I believe Silver tokens has fun untapped design space and can play around in areas Treasures have been limited on.

For example, blue’s relationship to Treasures is awkward. Red should be the best at Treasures. But blue is best at Pirates, and Pirates are best associated with Treasures. *sigh*

It’s a bit better for blue to have access to creating Silver tokens since that’ll do away with “allowing blue to generate mana of any color” problem of Treasures. I’m not saying to always give blue Silver going forward. Just that, for one set, we can let Silver shine a light on blue a bit more than Treasures have been.

And because Treasures can fix mana so well, you have to be careful of how much Treasure you have in a set. After all, if you have enough Treasures, you might just be enabling a 3-color-decks environment (if that’s what you’re going for)!

We’ve already seen Eldrazi requiring colorless mana specifically to pay for costs. And the solve for that was using Eldrazi tokens that sacrifice. Silver tokens can fulfill the same role, only with the twist that these tokens aren’t creatures.

Gold tokens can’t help you pay for costs with a colorless requirement like Silver tokens could.

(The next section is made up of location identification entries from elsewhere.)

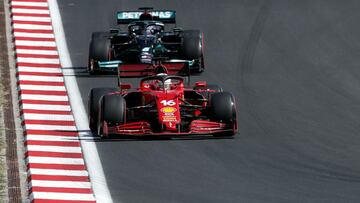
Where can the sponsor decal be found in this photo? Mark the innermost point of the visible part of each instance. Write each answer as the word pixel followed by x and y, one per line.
pixel 136 14
pixel 168 110
pixel 169 118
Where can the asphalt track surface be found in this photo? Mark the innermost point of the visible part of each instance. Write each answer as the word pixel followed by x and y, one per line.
pixel 294 68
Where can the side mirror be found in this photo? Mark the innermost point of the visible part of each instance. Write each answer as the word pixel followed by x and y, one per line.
pixel 201 84
pixel 125 86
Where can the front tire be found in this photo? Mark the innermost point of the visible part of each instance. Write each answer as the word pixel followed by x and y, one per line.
pixel 93 105
pixel 112 113
pixel 223 109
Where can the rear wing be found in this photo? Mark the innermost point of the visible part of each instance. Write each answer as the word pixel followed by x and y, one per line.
pixel 180 68
pixel 164 16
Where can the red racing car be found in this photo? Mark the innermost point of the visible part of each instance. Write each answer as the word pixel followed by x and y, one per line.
pixel 162 105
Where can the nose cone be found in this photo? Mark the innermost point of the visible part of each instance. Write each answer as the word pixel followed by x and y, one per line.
pixel 169 112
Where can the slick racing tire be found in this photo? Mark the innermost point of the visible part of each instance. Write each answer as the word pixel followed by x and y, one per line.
pixel 93 105
pixel 222 109
pixel 212 87
pixel 99 50
pixel 192 48
pixel 112 112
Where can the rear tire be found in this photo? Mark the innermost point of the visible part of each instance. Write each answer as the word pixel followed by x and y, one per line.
pixel 192 48
pixel 99 50
pixel 112 112
pixel 93 105
pixel 213 87
pixel 222 109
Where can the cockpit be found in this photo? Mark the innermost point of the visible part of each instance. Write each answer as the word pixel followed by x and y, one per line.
pixel 162 83
pixel 146 28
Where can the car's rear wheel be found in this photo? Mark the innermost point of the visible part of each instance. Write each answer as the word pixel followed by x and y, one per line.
pixel 112 113
pixel 209 90
pixel 192 49
pixel 222 109
pixel 99 50
pixel 93 105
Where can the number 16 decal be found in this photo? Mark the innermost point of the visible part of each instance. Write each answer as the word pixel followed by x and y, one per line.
pixel 168 102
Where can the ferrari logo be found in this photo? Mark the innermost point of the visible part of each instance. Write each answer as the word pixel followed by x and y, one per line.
pixel 168 110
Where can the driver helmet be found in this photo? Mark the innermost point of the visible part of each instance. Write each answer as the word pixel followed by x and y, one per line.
pixel 167 84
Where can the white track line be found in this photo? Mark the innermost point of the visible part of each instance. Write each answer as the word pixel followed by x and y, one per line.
pixel 55 160
pixel 42 87
pixel 24 3
pixel 41 78
pixel 52 138
pixel 63 184
pixel 34 43
pixel 30 18
pixel 35 35
pixel 91 155
pixel 39 70
pixel 29 11
pixel 49 127
pixel 44 97
pixel 46 107
pixel 37 60
pixel 33 116
pixel 58 172
pixel 63 196
pixel 41 52
pixel 32 26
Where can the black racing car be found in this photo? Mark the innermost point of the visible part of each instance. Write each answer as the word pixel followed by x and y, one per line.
pixel 143 39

Lastly, there are applications of gold (or the generalized Treasure), flavor-wise, that silver just does better. For instance, silver is used to slay Werewolves (or fight other types of monsters and undead, depending on your setting).

Much like how the Adventures in the Forgotten Realms cards had cards that cared whether you spent Treasure on them, you can have cards that are “silvered” when you spend mana from a Silver token on them. And then use these to fight silver-weakness creatures.

And there are other mythologies surrounding the element silver, specifically, that gold or bronze doesn’t fulfill.

Silver Doesn’t Have to Be Second

I believe there’s a home in Magic: The Gathering for Silver tokens. There are places Silver can go that Gold can’t. After all, Karn is silver for a reason.